Отец ходил чёрный от переживаний, пытался протестовать, искал правду, писал, что всё было не так, всё искажено, но доказать никому ничего не мог. Стенограмму его выступления заранее уничтожили. Ходил за помощью к первому секретарю Союза композиторов Тихону Хренникову. Тот беспомощно разводил руками: "Кайтесь, Исаак Осипович, кайтесь!" А здоровье отца расшаталось окончательно: страшно болели ноги. Пошаливало сердце. Последние годы своей жизни он походил на старика, ходил уже с палочкой. Врачи после его смерти, при патологоанатомическом исследовании, удивились: как он мог вообще дожить до 55 лет с таким изношенным организмом?

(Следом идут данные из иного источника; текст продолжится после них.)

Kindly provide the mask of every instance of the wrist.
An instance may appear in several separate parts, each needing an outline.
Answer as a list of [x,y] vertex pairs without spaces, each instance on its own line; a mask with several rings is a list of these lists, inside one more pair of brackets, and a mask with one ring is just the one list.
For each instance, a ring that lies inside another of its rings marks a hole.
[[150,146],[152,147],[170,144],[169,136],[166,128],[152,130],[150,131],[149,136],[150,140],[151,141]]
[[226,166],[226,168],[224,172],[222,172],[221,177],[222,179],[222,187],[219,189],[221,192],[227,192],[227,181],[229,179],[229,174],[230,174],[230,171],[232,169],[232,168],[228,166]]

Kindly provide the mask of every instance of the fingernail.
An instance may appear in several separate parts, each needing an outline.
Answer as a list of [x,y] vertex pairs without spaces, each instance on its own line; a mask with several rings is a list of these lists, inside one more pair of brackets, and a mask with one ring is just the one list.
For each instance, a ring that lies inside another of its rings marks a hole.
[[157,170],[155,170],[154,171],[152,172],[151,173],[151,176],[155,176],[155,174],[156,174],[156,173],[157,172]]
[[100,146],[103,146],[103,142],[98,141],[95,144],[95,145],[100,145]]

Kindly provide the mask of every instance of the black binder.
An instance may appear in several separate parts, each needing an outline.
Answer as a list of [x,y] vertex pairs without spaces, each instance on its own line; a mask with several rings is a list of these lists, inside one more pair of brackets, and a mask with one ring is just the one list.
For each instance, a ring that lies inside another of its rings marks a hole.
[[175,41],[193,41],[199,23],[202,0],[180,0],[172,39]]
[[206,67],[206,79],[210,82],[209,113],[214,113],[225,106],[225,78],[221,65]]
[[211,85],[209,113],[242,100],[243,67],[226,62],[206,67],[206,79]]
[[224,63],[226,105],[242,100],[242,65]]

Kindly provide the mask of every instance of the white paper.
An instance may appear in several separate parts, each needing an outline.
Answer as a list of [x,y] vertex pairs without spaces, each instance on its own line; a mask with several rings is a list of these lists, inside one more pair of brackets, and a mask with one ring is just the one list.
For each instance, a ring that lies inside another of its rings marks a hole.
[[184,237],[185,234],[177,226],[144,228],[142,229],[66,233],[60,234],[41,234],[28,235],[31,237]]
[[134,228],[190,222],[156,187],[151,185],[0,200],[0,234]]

Пожалуй, из всех своих соратников, кроме В. И. Лебедева-Кумача, Дунаевский ушёл из жизни первым. Сейчас не осталось никого, кто бы мог поделиться воспоминаниями. Моя мама, 3. С. Дунаевская, так и не оправилась после смерти мужа, здоровье её быстро ухудшалось, ноги отказывали, отказывало и сердце. Она слегла и не вставала двенадцать лет. Кроме меня у неё никого не осталось, ухаживать за лежачей больной было трудно. Но я сделал всё, чтобы скрасить её и так не очень радостную жизнь. Она отвечала мне любовью.

До последнего дня я боролся за продление её жизни. Последние годы прошли в больницах. Помню зимнюю февральскую ночь в 60-й больнице, что на шоссе Энтузиастов. Я нелегально пробираюсь в помещение реанимации. Рядом комната дежурного по реанимации. Врач, краснолицый, похожий на мясника человек, вдребезги пьяный, сидит за столом с бутылкой. Милостиво, за бутылку же, пропустил он меня к маме. Тишина, тоскливо гудит то ли зуммер, то ли поддерживающая искусственное дыхание машина. В реанимационной, холодной, выложенной кафелем комнате, мёртвый синий свет. В комнате трое: умирающий в коме, пожилой грузный мужчина, задёрнутый наполовину занавеской (его хриплое, судорожное дыхание вызывает у меня ощущение боли в груди); слева под простынёй чьё-то тело; справа вижу маму. Она в забытьи, но, когда я подошёл к ней, открыла глаза. Говорить мама уже не могла, но по её глазам, вспыхнувшим каким-то голубым сиянием при виде меня, я понял, что она в сознании и всё понимает. Я взял её холодную руку в свою и почувствовал еле уловимое пожатие. Она прощалась со мной. Так и остались во мне её глаза, полные слёз и любви.

Мама умерла рано утром 18 февраля 1979 года после того, как врач сказал мне, что кризис миновал, больная заснула, а я могу идти домой спать.

Несмотря на сложную, противоречивую, но богато одарённую натуру отца, с его порывами, увлечениями, врождённой порядочностью и честностью, не было человека ближе ему и роднее, чем моя мама. Тридцать лет совместной жизни, наполненных радостью молодости, трудностями бытия, обоюдным счастьем любви и супружеской жизни, рождением ребёнка и первой изменой, дальнейшими увлечениями отца, так и не разлучили их. Они лежат в одной могиле на Новодевичьем кладбище.

В 2000 году ровеснику века, композитору Исааку Дунаевскому, исполнилось сто лет. Хотелось бы, чтобы люди нового тысячелетия, прислушиваясь к своим любимым мелодиям, помнили о человеке, музыку которого так любили их отцы и деды.